The Royal College of Midwives has warned that if this advice is introduced, it risks “push[ing] women towards giving birth entirely alone, [presenting] far greater risk to mother and baby”.

The disagreement comes as NHS services urgently seek clarity from system leaders on how they should best support home births and some high-risk pregnancies.

However, the advice would also cover how services should respond to other care and treatment requests that are considered “highly unsafe or unreasonable”.

NHS England’s discussions about the potential new advice were revealed in a letter responding to a coroner’s Prevention of Future Deaths report.

The letter is dated 24 December, but it was only published last month, and HSJ understands a definitive decision about the advice has not yet been made.

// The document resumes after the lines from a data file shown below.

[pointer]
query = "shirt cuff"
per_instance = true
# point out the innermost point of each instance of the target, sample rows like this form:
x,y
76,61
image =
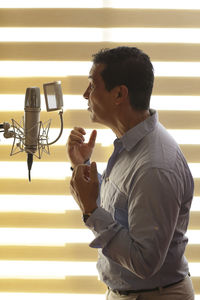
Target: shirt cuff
x,y
103,226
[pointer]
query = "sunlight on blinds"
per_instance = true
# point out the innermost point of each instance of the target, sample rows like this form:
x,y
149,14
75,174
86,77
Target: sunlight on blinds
x,y
44,250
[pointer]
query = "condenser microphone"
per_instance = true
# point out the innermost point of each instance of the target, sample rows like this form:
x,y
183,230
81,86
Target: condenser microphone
x,y
32,108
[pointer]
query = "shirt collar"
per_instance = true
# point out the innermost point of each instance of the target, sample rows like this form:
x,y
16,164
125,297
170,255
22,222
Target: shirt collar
x,y
135,134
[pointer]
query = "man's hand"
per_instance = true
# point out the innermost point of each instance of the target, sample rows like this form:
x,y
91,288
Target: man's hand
x,y
84,187
78,151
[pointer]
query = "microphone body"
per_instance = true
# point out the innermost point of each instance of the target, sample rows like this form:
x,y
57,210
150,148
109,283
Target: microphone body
x,y
32,119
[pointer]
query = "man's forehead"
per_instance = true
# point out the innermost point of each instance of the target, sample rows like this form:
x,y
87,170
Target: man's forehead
x,y
95,71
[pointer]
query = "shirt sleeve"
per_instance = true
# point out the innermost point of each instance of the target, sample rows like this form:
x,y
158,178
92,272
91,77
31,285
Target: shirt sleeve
x,y
153,209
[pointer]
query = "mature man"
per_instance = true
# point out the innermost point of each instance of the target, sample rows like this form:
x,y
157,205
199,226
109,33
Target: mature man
x,y
138,209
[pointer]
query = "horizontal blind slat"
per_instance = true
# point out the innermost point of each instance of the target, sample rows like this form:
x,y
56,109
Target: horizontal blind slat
x,y
101,17
71,51
100,154
77,84
69,252
72,118
74,284
69,219
48,187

The letter said: “We will build on work already started, looking to clarify whether NHS health professionals providing maternity services may withdraw midwifery services from women birthing at home against professional advice and/or from women making requests with regards to care/treatment that are considered highly unsafe or unreasonable.”

It added: “In developing [better home birth resources], NHSE and its partners will consider the ethical responsibility and proportionality of offering women an NHS home birth, while taking into account that women have a legal right to choose what healthcare they receive.

“In addition, some women who cannot be supported to birth at home due to the level of risk may choose to give birth unassisted, which carries a higher risk.”

The report prompted chief midwifery officer Kate Brintworth to order all trusts to “urgently” review the safety of home birth services in November.